社会主義イデオロギーに縛られて、事実を口にできない当時のチェコスロバキアは、新型コロナの拡散を最初に発見した医師が処罰された某国と同じだったようです。事実より政治的力が優先する社会は、いずれ、崩壊する社会であるとこの本は伝えています。私が一番共感したエピソードはハベルがビール工場で働いていた時のエピソードです。ハベルは劇作家で1968年までは、彼の作品は劇場で上演されていました。しかし、同年8月にワルシャワ条約機構軍がプラハを占領し、「正常化」の1970年代になると彼の作品は、劇場でほとんど上演されなくなります。「正常化」の時代に当局から睨まれた演劇関係者は、自宅や別荘に少人数の観客を集めて作品を発表するとともに、生きていくために他の職業につかざるを得なくなります。ハベルもこうした「自宅劇場」を利用した一人であり、また1974年から北ボヘミアのビール工場で働くことになりました。この時のエピソードが「力なき者たちの力」に書かれています。以下に要約したその抜粋を紹介します。

「1974年、私がビール工場で勤めていたころ、上司はSという人物だった。ビールの製造のことをよく理解し、貴族のような誇りを自分の仕事に持っていて、工場でよいビールを造ることだけを考えていた。しかし、工場の主導権を握っていたのは、この分野にそれほど詳しくもなければ、この仕事にたいした関心もない、けれども政治的に影響力を持つ人びとだった。工場の経営はどんどん傾き、Sの提案に反応しなかったばかりか、Sに対して敵対的な態度を取るようになり、Sの仕事を妨害するようになった。最後は、Sは政治的に有害な人物と見なされ工場から追放されてしまった。」

皆さんは、こんな理不尽な経験はありませんか。無理解で無能な上司に理不尽な命令や指示を受けた時に、ちゃんと反対意見を言える職場でしょうか。どう考えてもおかしいし、こんなことをやっていたら、会社の業績的にもマイナスと分かっていても一応、上司の命令は命令です。黙って従うのが一番無難です。会社が損をしても、それは経営者の問題で一社員である自分の問題ではないと考える自分もいます。でも、一方でよい仕事をしたいという自分のプロ魂もあります。

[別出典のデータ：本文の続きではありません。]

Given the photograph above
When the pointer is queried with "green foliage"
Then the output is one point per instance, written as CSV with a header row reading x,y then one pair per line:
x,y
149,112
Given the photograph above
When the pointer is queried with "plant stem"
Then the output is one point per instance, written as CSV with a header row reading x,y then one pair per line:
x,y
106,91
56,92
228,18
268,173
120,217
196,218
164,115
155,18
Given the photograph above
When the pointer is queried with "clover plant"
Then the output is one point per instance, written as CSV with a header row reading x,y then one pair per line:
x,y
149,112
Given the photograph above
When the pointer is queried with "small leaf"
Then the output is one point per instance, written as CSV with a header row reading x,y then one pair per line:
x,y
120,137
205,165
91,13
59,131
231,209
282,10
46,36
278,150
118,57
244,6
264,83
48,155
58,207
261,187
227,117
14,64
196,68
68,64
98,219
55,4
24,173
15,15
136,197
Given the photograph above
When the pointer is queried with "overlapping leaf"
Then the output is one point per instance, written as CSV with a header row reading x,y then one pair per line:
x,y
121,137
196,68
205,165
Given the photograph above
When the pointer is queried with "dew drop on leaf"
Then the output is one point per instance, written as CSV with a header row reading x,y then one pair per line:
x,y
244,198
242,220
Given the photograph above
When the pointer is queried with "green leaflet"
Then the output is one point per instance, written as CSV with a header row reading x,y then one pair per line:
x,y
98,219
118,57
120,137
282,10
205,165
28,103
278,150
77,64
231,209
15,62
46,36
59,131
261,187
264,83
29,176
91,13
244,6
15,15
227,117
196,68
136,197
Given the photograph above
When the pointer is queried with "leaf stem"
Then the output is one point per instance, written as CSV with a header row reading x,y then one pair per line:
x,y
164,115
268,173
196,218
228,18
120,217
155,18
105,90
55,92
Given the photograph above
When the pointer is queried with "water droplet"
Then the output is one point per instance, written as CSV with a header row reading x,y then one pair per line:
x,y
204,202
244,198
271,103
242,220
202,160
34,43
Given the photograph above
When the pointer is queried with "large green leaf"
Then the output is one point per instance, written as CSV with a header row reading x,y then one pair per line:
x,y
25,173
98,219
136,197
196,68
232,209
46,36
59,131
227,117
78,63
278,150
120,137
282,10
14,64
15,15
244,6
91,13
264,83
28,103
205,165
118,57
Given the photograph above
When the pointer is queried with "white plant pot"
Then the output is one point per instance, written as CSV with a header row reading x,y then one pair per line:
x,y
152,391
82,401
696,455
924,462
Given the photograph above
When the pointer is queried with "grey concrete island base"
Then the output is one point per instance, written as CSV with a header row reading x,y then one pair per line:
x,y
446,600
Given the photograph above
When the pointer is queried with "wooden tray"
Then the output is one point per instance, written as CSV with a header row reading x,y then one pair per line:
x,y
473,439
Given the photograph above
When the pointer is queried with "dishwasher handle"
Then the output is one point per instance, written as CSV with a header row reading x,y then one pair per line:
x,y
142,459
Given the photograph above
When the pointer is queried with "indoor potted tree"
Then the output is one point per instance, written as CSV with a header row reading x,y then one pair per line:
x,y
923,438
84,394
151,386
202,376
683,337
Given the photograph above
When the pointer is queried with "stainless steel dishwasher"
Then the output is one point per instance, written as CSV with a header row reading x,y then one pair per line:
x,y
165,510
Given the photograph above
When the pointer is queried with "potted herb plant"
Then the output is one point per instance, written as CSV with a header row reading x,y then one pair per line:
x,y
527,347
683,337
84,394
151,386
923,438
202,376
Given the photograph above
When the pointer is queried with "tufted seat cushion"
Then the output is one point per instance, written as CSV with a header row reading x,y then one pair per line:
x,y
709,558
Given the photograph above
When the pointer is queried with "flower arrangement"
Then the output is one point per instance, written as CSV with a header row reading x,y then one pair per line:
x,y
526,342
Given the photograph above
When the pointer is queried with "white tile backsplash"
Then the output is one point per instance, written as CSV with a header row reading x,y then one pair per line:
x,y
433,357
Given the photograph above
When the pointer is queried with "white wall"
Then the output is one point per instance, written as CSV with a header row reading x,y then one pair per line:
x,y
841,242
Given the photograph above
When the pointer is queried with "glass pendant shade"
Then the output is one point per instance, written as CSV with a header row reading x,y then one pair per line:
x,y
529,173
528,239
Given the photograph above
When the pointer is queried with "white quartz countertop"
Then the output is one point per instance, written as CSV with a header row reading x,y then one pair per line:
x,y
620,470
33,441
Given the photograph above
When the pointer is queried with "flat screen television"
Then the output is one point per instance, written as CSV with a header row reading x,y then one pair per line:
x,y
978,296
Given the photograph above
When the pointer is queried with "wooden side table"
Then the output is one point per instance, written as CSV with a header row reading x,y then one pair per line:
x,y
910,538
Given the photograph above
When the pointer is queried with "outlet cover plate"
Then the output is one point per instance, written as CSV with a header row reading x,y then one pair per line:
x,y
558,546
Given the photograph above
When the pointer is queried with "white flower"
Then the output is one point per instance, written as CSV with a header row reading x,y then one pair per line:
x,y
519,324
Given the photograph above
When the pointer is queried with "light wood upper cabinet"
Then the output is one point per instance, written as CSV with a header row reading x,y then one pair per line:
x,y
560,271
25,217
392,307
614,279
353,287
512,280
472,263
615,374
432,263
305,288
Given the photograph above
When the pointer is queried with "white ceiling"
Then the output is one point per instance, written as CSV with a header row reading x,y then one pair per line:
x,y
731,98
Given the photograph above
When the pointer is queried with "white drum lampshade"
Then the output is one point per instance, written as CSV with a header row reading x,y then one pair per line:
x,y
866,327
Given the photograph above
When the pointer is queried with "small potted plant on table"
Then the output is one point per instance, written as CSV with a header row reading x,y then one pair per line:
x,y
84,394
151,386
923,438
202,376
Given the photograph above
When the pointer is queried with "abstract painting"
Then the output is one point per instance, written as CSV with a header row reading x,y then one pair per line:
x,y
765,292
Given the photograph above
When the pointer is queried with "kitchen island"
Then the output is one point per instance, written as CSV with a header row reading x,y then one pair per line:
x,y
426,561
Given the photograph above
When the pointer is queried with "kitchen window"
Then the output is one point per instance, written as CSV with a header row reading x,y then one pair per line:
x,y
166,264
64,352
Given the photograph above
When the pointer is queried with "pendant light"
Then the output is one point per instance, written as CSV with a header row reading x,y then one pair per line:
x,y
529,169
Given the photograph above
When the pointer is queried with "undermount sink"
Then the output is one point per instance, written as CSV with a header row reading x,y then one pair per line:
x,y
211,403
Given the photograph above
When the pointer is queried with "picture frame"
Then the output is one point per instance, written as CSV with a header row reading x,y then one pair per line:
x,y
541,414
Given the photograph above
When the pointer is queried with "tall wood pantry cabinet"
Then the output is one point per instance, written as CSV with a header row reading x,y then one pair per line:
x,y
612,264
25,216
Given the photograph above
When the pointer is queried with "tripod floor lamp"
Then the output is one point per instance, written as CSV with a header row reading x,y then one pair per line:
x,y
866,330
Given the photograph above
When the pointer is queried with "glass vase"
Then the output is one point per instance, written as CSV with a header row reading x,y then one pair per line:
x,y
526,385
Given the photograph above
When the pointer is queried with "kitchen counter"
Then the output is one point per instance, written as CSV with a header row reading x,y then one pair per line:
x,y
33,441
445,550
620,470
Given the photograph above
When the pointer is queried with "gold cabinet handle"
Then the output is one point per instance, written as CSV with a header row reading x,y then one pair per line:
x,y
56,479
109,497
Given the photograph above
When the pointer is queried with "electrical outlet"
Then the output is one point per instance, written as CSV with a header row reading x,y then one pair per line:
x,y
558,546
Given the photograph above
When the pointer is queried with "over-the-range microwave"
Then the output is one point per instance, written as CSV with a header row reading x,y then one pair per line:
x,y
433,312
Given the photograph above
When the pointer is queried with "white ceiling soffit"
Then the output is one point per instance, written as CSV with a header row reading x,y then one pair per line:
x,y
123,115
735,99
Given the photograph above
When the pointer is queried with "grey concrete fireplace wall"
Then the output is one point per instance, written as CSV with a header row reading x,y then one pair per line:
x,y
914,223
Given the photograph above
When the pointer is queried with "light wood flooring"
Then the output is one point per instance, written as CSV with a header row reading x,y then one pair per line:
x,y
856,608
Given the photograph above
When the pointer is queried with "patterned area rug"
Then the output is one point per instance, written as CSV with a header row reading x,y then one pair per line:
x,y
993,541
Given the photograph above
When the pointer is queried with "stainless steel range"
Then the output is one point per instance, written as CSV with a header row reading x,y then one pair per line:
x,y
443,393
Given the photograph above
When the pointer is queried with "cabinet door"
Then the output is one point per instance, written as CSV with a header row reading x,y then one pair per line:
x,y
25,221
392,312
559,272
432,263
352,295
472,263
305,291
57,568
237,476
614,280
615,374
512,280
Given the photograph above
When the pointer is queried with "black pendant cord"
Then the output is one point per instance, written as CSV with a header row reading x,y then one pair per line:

そんな時、自分は中学校時代の部活顧問の先生の教えを思い出します。それは「チームが確実に負けると分かったら、その後、どう振る舞うべきか」という教えです。「お前ならどうする」「手を抜くか」と言われ、即答できませんでした。先生の教えは、「チームは負けた。でも○○は頑張ったと言われる選手になれ。必ず、そこから道が開ける」という教えでした。チームが負けたからと言って選手生命が終わる訳ではありません。試合の勝ち負けは選手の責任ではなく、監督の責任です。どんな負け試合でも、選手である自分にとって最高のスーパープレーができれば、必ず、どこかから声がかかるはずだということです。この言葉も社会人になってから、自分を勇気づけてくれました。最低の職場の最低のチームで頑張っていた時に、この教えが自分を勇気づけてくれました。監督を上司、選手を社員と読み替え、「チームとしてはこの職場は負けかもしれないけれど、自分は自分のベストを尽くして与えられた仕事を頑張ろう」と、この教えのおかげで心から思うことができました。

悔しいけれど、理不尽な上司に敵対してもつぶされるのがオチです。自分に与えられた職責の中で、最高の仕事をすることが突破口になるような気がします。

ボクシングの村田諒太さんの話で、学生時代喧嘩に明け暮れていたころ、先輩相手に完全勝利だった喧嘩について、「村田は負けた」という噂を言いふらされ、「こんなやつらばかり相手にしていて何になる」と考えて、「リングの上で強いことを証明するのはかっこいい」と考えてボクサーを目指したという話を聞いたことがあります。この話も私を勇気づけてくれました。

馬鹿な上司は相手にしてもしょうがない。自分は結果や顧客のことを第一に頑張り、そこで自分の正しさを証明しようと思えるようになりました。